What Do LLMs Associate with Your Name? A Human-Centered Black-Box Audit of Personal Data
This work addresses privacy concerns for users interacting with LLMs, highlighting a need for control over model-generated associations, though it is incremental in building on prior audits of personal data resurfacing.
The paper tackled the problem of understanding how strongly large language models (LLMs) associate personal data with individuals' names, showing that models like GPT-4o can generate 11 personal features with 60% or more accuracy for everyday users.
Large language models (LLMs), and conversational agents based on them, are exposed to personal data (PD) during pre-training and during user interactions.

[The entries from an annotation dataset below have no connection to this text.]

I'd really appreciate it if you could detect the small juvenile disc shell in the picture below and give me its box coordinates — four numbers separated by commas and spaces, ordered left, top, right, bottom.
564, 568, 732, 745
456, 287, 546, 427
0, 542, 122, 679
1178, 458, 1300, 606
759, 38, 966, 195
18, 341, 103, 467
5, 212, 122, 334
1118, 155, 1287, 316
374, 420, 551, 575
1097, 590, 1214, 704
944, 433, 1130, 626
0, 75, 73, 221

Prior work shows that PD can resurface, yet users lack insight into how strongly models associate specific information to their identity. We audit PD across eight LLMs (3 open-source; 5 API-based, including GPT-4o), introduce LMP2 (Language Model Privacy Probe), a human-centered, privacy-preserving audit tool refined through two formative studies (N=20), and run two studies with EU residents to capture (i) intuitions about LLM-generated PD (N1=155) and (ii) reactions to tool output (N2=303). We show empirically that models confidently generate multiple PD categories for well-known individuals. For everyday users, GPT-4o generates 11 features with 60% or more accuracy (e.g., gender, hair color, languages). Finally, 72% of participants sought control over model-generated associations with their name, raising questions about what counts as PD and whether data privacy rights should extend to LLMs.